Image color can also me be represented in the HSV format, which describes the hue, the saturation and the intensity of the image.

The size of the 2-D pixel grid together with the data size stored for each individual image pixel determines the spatial resolution and colour quantization of the image.

The representational power (or size) of an image is defined by its resolution. The

resolution of an image source (e.g. a camera) can be specified in terms of three quantities, Spatial resolution, temporal resolution and bit resolution.

In Spatial resolution, The column (C) by row (R) dimensions of the image define the number of pixels used to cover the visual space captured by the image. This relates to the sampling of the image signal and is sometimes referred to as the pixel or digital resolution of the image. It is commonly quoted as C X R  so we end up having resolutions like 640 x 480, 800 X 600, 1024 X 768, etc.

For a continuous capture system such as video, the temporal resolution is the number of images captured in a given time period.
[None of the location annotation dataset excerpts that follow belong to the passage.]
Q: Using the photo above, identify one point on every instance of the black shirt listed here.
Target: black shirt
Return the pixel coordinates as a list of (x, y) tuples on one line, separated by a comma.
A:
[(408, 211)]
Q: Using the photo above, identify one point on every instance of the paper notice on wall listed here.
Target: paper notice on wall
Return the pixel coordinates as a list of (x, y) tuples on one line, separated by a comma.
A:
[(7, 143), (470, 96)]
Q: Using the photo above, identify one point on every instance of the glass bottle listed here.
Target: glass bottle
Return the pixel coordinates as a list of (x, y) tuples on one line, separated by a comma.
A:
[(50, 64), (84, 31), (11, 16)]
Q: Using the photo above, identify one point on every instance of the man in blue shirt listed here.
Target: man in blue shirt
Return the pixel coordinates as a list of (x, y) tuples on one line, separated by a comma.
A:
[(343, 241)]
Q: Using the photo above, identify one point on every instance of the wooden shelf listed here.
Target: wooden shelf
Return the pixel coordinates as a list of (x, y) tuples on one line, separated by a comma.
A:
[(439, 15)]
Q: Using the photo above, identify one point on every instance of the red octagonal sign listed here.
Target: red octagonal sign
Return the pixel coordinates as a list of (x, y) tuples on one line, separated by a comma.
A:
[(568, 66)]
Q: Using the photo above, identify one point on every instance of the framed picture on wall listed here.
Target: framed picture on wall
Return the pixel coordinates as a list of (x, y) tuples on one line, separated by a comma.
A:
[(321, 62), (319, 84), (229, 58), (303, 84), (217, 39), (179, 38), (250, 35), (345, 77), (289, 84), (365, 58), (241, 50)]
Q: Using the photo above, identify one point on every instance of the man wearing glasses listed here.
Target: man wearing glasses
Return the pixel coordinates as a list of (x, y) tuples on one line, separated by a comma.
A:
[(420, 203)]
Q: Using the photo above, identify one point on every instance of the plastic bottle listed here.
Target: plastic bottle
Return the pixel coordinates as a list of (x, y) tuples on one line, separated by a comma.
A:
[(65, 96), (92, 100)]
It is commonly quoted in frames per second (fps), where each individual image is referred to as a video frame (for example commonly broadcast TV operates at 25 fps; 25–30 fps is suitable for most visual surveillance; higher frame-rate cameras are available for specialist science/engineering capture).

Bit resolution defines the number of possible intensity or colour values that a pixel may have and relates to the quantization of the image information. For instance a binary image has just two colours (black or white), a grey-scale image commonly has 256 different grey levels ranging from black to white while for a colour image it depends on the colour range in use. The bit resolution is commonly quoted as the number of binary bits required for storage at a given quantization level, e.g. binary is 2 bit, grey-scale is 8 bit and colour (most commonly) is 24 bit. The range of values a pixel may take is often referred to as the dynamic range of an image.

## Image Formats

GIF stands for Graphics Interchange Format; it is limited to 256 colors meaning 8-bit.
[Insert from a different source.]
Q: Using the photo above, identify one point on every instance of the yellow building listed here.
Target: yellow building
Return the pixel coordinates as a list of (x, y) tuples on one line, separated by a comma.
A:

BMP stands for Bit map picture, it is one of the basic formats in use.

PNG stands for Portable Network Graphics: It is was designed to gif images.

TIFF stands for Tagged Image file format. TIFFs are generally highly flexible and adaptable.
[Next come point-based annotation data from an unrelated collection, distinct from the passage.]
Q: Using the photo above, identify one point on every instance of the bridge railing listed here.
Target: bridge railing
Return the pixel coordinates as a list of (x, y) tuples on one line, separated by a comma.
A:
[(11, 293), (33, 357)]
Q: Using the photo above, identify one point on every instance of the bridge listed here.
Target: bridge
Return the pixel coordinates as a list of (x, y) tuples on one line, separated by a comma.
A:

Now that we have seen the various image formats, in the next lesson we shall the image data types these formats come in. I will see you in the next lesson.

## Image Data Types

So, the choice of image format used can be largely determined by not just the image contents, but also the actual image data type that is required for storage. We can classify images into 4 data types. We have the binary image, the intensity or greyscale image, the RGB or true-color image and the floating point image.

Binary images are 2D arrays that assign one numerical value from, 0 or 1 to each pixel in the image. These are sometimes referred to as logical images: black corresponds to zero (or an ‘off’ or ‘background’ pixel) and white corresponds to one (or an ‘on’ or ‘foreground’ pixel). As no other values are permissible, these images can be represented as a simple bit-stream, but in practice they are represented as 8-bit integer images in the common image formats. A fax image is an example of a binary image.

Intensity or grey-scale images are 2-D arrays that assign one numerical value to each pixel which is representative of the intensity at this point. As discussed previously, the pixel value range is bounded by the bit resolution of the image and such images are stored as N-bit integer images with a given format.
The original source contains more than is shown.